Federal government jobs suck. They might suck slightly less, if you were hired pre-1984.

@roethlisburger Agree, agree, agree

This is a direct quote from the person in charge of organizing on campus recruiting at MIT. “I’ve worked at other top engineering schools, but the day I started at MIT, I had to go from offense to defense. The demand for MIT students is unreal.”

My kid is there now, and has gotten offers from every company she interviewed with. They are all top tier (Google, Microsoft, Facebook, Tesla). I doubt this would have happened if she attended a lower ranked school.

It depends on what you define as a lower ranked school, kids from SJSU get offers from those companies as well, may be not Tesla, but replace Tesla with Apple.

Looking around our NASA facility this morning I saw recent grads from Cal Poly, University of Oklahoma, University of Kansas, Nebraska, Alabama, Texas, Texas A&M, University of Houston, Auburn, Sam Houston State University, Prairie View A&M, Stanford, Iowa State, Arkansas, UVA, BYU, and Mississippi State. That was just this morning. Folks from Ivy to small schools, almost all engineers of all varieties. (Lots of contractors, more than federal employees).

I’ve seen kids from various colleges at pretty much all types (small religious, state schools, private secular, etc) get offers from those companies - often multiple offers. If we’re talking CS or computer engineering, many kids know a bit going in to those majors in this day and age. We’ve often wondered if top kids even need a degree.

SJSU state kids regularly get offers from Tesla. Tesla is among the most common employers of SJSU engineering/CS grads and participates both in both SJSU on campus recruiting and SJSU Handshake. As such, Tesla has far more SJSU alumni engineers on LinkedIn than does MIT alumni. The top 5 for most represented colleges for Tesla employees in the United States with the word “engineer” in their job title are:

  1. Stanford
  2. SJSU
  3. Berkeley
  4. Cal Polytech
  5. Purdue

If I search for intern instead of engineer, then the top 5 are:

  1. Stanford
  2. SJSU
  3. Berkeley
  4. Texas A&M
  5. Cal Polytech

Has anyone noticed, after 9 pages, that the OP has not returned since starting this thread 5 days ago

For software jobs, some people do get hired without CS degrees (or with degrees in other subjects), but with proven competency in what the job wants. Note that there is a lower barrier to entry for self-education in computing than engineering, more ways to demonstrate competency, and computing jobs are much less likely to require external licensing and degree accreditation than engineering.

However, self-education does require strong ability and motivation. Most people would learn more effectively within the structure of a school environment, which is why starting from a bachelor’s degree in CS is the most common way to enter software jobs.

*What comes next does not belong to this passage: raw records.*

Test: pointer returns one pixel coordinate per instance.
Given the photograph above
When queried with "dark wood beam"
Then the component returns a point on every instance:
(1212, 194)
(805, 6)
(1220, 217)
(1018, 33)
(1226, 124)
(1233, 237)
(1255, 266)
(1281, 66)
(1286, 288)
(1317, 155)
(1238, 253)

SJSU students are recruited LOCALLY by Tesla, Apple and Google, and they do the CS grunt work. The idea that they are giving top positions/salaries to SJSU grads is ridiculous. Those positions are going to MIT, UCB, Stanford grads. If you want to see who is in demand look at who is recruited nationally. You can’t take an average student out of high school and send them to SJSU and expect them to be an equivalent of an MIT grad. Period.

Do you have any evidence of this claim? Or are you just assuming that all SJSU grads must be doing grunt work, even if many have the same job title is the same as MIT grads at the company?

I think the truth lies somewhere between what @cu123 and @data10 have posted. Here’s why. At any large tech company Google, Facebook, or Microsoft (for example) there is a bunch of what may be termed “grunt work”. Well paid grunt work I might add. There is however, also quite a bit of research, applied research, and early development work that requires a different level of expertise. The rate at which one college’s students is placed into on category or another is, as far as I know, unknown. Title is not a good indicator of this either. For instance, at Google you can have a title of SWE and be working on fixing Chrome bug reports or investigating how reinforcement learning can be applied to robotic neural nets. Same title, different requirements, different pay.

Some of the employers go to specific colleges for certain types of talents, which they only need a few. That’s true not only for the companies in tech, but also many firms in finance that are looking for the similar types of talents. Those positions tend to be choicier, and pay significantly more.

At ANY large company there is a bunch of grunt work. You’ve got an insurance company- there are thousands of people with the title “Manager of Analysis” or similar. Most of them do process work; inputting numbers into spreadsheets, working with an algorithm developed by someone else, picking off the anomalies to see if something weird is going on, or if it’s a one-off and not a trend. Every function has a team of these folks- marketing, underwriting, claims, HR. Then a small number do actual and complex and sophisticated analytics work- requiring much more intellectual horsepower and creativity, and very, very strong math skills and programming skills.

I’ve got a neighbor whose kid works for an insurance company in one of these process roles. She can’t understand why anyone would be stupid to study for the actuarial exams, or stupid enough to get a PhD in Applied Math, since the company her kid works for, hires those profiles as well and guess what- after all that hard work, they end up as “Manager of Analysis” or some other comparable title just like her kid. Who has a degree in “business”.

Of course I’m not going to tell her that her kid (a very genial, nice guy but no mathematical whiz) is likely making $72K per year, and ten years from now, will be making the inflation adjusted version of 80K. And that when he gets tired of insurance he can get the exact same job at a credit card company or a bank and maybe boost his comp to inflation-adjusted 90K. Whereas the quant gets hired at the insurance company for $130K (same title, but not a process job at all) and after a few years will end up at a hedge fund or private equity fund making $350K or more if he or she chooses.

Title and alma mater on Linkedin does not tell you what someone actually does all day or the skills required to get and keep and advance at that company.

Just love how we can marginalize and demean so many wonderful and hard working people. This is the height of the issue many see with the cultural elite. Grunt work. Really.

I call it entry level. And good.

Despite the millennial myth, not every job is ceo or unicorn start up with growlers every Friday afternoon day one off your campus.

Even mit and Harvard.

And if you get into mit and Harvard. Congrats. The 2000 of you aren’t enough talent combined to staff one big company. Thank god we have so many of the unwashed masses to keep the trains running in time for you all.

And these are high paying engineering gigs. Hate to hear how you would describe your grandparents, recent immigrants and low ses fellow citizens.

Just remember that many of these grunt work jobs paid for you snobs to go to college.

Whoa there @privatebanker , dismount your overly righteous horse. :smile: I think you over analyze word usage here just a tad. So as not to offend, how about we change “grunt work” to “routine but extremely valuable work contributions”. That might even be a better term than “entry level” because, in the example I gave, a Googler can make a career of repairing Chrome bug reports, so in describing their contribution as “entry level” your are marginalizing and demeaning many wonderful and hard working people, and I know that’s not your intent.

Most insurance companies differentiate their job titles more than that. If position A requires you passing X actuarial exams and position B doesn’t require you to have passed any, most companies won’t assign the same job title to positions A and B. A PhD doing true quant work would probably have scientist in their job title.